I agree with the others who are suggesting your estimates for expended energy on exercise seem way to high.
Regardless, while I typically enjoy analysing the numbers on most topics, I think it can be a mistake for a lot of people, including myself, to approach eating in this way.
On one hand it’s difficult to manage accurately. It’s also difficult to be sure you’re applying the correct numbers to start with. And also I find it’s just a miserable way to live.
Based on your experience, you already know that the numbers, as you’re using them, are not doing the trick.
I’d firstly suggest that you forget the idea that you’ll lose weight by training. It should help, but it’s not the main factor and thinking that it is will psychologically have you thinking you need more food because you’re exercising. For modest amounts of exercise that’s not necessarily true. I’m doing a fairly modest amount of training at the moment, only a few hours a week. A couple of weekday evenings I do 60-80mins mostly at pretty high intensity on the trainer. That typically equates to 800-1000kcals.
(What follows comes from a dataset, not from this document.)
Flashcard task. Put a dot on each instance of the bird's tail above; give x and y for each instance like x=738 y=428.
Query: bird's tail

My FTP is somewhere in the vicinity of 270W at the moment. I don’t need any extra food after this, just my normal dinner. It doesn’t sound like you’re doing any more than that, but you’re having 2 breakfasts and a highly calorific shake by the sounds of things. I’d suggest you dump the numbers for now, they’re not working for you, possibly because they’re not correct and may just be propping up bad habits. But regardless, they’re unnecessary.
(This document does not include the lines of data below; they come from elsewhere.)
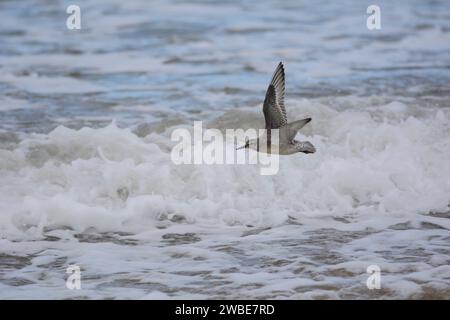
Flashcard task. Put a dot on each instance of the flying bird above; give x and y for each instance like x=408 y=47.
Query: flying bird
x=275 y=117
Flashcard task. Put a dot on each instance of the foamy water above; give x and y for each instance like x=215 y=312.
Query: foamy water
x=87 y=178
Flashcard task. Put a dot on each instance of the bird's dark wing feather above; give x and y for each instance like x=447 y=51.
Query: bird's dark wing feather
x=274 y=111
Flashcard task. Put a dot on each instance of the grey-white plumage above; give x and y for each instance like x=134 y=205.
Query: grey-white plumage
x=276 y=118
It’s fairly common from what I’ve seen for people to start training more, but also eat more, and end up getting heavier instead of lighter. Eat a bit less and see if the weight starts to drop. If it does, just stick with it, if not reduce intake a bit more and repeat until you see progress. Don’t worry about fuelling your training. Yeah, it might be beneficial in some ways, but that mindset will almost certainly be your downfall if you’re struggling to lose weight.
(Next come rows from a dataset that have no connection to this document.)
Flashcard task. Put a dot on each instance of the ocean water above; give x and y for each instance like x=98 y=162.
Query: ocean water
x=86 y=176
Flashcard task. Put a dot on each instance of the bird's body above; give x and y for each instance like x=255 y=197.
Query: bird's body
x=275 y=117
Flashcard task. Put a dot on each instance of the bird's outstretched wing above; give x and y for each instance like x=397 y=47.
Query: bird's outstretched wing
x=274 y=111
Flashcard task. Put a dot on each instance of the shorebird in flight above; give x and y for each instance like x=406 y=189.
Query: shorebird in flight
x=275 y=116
I’ve never found it hard to know how to lose weight. In my case, I just eat less than normal. I don’t worry too much about what I eat, though it is easier to eat less if your food is not cheesecake, ice cream or chocolate based. The tricky bit is getting used to a slight sense of hunger (slight!). I find this easy once it becomes habit and can keep it up very long term. But establishing the habit can be very difficult. No matter what anyone might tell you around here, it’s NOT sustainable to do anything difficult by “will power” alone. That’s why typical “diets” virtually NEVER work. You have to make things like this into a habit. Make it normal so that you’re not depending on yourself to not slip up… The tricky bit is establishing the habit. But eating less is not a technical challenge, it’s just something ,most of us find hard to do at first. Focusing on the numbers obscures that, and focusing on the numbers might be a good short term motivator (it works great for me doing bike intervals) but it’s not a good long term motivator. In fact I think it’s almost useless.